Current Use Taxation of Forest Land: Measures of Success

Project Title: 

Vermont Forest Land Current-Use Value Tax Program: Measures of Success

Award Year: 
Paul Sendak
USDA Forest Service, Northern Research Station, New Hampshire
Co-Principal Investigator(s):
Donald Dennis
USDA Forest Service, Northern Research Station, Vermont
Paul Sendak: Current Use Taxation of Forest Land: Measures of Success

Recognizing that property taxation at the typical “highest and best” use can often be an obstacle to forest management and keeping forest land undeveloped, each state in the Northern Forest region has some form of modified property tax assessment for forest land. Current use taxation of forest land slows the rate of conversion from forest to development by keeping property taxes compatible with the productive capacity of the land.

Vermont’s use value appraisal (UVA) program has been in operation since 1977. To measure its success in achieving its stated goals of improving forest management and protecting the natural ecosystem, NSRC researchers compared properties enrolled in use value appraisal to eligible properties not enrolled. They analyzed 1983 and 1997 forest inventory data provided by the U.S. Forest Service.

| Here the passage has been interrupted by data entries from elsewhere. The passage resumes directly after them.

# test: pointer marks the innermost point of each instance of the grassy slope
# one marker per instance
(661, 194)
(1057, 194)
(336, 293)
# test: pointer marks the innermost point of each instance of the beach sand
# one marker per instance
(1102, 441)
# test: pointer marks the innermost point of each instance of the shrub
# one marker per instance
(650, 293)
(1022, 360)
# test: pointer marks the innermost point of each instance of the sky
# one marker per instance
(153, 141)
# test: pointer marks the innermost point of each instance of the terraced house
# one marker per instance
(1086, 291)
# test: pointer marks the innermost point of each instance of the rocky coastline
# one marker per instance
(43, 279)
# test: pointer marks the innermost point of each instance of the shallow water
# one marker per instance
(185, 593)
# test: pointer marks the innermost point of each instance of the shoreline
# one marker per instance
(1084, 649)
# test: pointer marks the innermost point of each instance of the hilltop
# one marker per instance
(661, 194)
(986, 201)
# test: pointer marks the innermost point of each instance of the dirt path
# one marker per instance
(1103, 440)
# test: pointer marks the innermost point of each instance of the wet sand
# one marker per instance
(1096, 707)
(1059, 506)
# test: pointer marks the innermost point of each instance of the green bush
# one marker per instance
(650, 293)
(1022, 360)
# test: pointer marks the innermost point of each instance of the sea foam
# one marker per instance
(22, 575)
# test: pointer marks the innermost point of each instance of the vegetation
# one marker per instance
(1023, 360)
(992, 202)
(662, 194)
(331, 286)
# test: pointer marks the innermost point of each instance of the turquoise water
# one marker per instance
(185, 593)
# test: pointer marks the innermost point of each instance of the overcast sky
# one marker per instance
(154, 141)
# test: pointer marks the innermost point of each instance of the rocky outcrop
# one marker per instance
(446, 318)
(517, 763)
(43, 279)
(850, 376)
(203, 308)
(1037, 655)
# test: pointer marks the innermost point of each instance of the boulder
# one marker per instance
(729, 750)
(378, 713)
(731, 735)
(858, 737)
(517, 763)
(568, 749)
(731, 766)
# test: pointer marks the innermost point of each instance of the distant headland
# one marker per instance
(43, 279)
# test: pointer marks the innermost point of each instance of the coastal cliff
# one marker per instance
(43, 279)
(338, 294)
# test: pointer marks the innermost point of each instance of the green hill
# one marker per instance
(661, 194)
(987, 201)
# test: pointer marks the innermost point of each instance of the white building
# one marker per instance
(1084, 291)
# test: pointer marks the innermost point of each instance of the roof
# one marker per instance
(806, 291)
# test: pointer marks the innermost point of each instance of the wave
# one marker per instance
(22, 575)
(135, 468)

On properties that were recently harvested (between 1983 and 1997), forest land in use value appraisal had significantly larger trees and greater volumes per acre prior to harvest. In addition, the grade or quality of white pine on UVA properties was considerably higher than on non-UVA properties. These results are encouraging in that they show measurable benefits to forest management under use value appraisal.